Original Post: I’ve been reading up on Korean history—not just out of interest in filling in some blanks in my historical knowledge, but also, I’ll confess, because of an ongoing writing project, and because the library at work has a ton of materials to which I previously had no access—and the results have been interesting… for the most part, anyway.
Sometimes, though, that’s not the case. There’s hits and misses, and the book I’ll be discussing today is one of the misses.
A Short History of the Donghak Peasant Revolution by Soonchul Shin and Jinyoung Lee (translated by Rohini Singh and Chongmin Lee) is probably not for you if you’re interested in quality historical discussion of the Donghak Rebellion.

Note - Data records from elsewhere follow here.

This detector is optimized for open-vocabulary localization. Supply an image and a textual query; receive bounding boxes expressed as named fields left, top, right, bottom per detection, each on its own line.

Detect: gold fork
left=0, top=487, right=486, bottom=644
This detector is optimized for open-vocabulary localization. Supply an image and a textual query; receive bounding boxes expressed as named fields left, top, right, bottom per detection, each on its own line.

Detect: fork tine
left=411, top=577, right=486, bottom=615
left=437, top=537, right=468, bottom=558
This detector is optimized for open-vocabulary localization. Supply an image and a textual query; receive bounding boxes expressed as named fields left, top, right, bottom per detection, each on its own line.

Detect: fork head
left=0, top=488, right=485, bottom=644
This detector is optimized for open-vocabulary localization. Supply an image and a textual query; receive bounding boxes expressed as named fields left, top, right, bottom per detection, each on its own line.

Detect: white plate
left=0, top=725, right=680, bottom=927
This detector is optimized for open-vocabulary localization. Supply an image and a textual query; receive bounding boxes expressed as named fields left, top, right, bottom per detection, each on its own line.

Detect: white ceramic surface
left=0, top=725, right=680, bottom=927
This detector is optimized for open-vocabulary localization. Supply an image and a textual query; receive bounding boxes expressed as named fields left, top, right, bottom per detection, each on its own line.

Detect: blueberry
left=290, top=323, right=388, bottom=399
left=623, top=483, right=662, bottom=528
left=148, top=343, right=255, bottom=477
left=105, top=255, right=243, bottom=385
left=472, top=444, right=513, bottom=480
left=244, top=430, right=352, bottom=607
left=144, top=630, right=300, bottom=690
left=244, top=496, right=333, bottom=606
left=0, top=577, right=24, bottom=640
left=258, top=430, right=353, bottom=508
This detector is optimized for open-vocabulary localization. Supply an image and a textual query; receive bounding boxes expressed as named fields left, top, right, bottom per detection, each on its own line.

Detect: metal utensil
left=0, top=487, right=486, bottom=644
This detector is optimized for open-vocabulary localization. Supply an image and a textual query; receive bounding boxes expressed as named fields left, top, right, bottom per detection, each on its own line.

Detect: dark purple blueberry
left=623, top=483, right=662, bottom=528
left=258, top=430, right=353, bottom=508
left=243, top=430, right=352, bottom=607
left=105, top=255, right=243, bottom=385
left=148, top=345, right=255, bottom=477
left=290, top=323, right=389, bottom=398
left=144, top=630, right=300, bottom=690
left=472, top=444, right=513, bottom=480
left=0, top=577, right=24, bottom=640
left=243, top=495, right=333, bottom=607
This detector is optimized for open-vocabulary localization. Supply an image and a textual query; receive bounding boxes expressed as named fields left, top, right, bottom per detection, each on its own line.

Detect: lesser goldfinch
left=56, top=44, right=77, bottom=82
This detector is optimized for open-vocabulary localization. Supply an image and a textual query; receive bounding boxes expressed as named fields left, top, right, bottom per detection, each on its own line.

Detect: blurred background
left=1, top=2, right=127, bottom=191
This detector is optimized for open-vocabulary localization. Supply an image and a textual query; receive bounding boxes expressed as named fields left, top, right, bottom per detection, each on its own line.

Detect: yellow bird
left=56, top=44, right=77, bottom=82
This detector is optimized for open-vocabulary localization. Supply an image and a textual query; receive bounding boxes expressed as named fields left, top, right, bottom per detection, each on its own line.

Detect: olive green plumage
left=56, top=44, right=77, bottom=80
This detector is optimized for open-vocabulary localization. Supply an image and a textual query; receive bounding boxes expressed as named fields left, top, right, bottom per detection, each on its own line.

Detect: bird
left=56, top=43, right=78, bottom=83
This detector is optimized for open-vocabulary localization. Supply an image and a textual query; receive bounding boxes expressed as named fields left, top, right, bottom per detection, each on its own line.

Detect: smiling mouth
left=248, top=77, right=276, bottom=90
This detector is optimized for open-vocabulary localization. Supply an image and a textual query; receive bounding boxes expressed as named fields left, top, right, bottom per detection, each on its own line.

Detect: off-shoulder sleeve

Despite the title of this book, I feel it should not be considered a revolution since it was fairly rapidly put down; not even the Taipings earned the title of “revolution,” and they not only took over a third of China, but also kept their movement going for a decade and a half. The comparison is apt: the 1894 Donghak Rebellion actually is the Korean equivalent of the Taiping Rebellion (with a slight seasoning of Boxers Rebellion thrown in), complete with a religious cult, widespread peasant involvement, and a cruddy, oppressive monarchy trying to suppress it. The connection between cult religious groups and peasant uprisings fascinates me, as does the conditions which drive the downtrodden to revolt instead of just putting up with their lot. What could be more fascinating?
Yet somehow Shin and Lee (it would be unfair to blame the translators, I suspect) manage to reduce it to the point where it’s boring, and the problem is completely in how the story is told. No only is its treatment dull, but it is also obtuse at times, and openly partisan.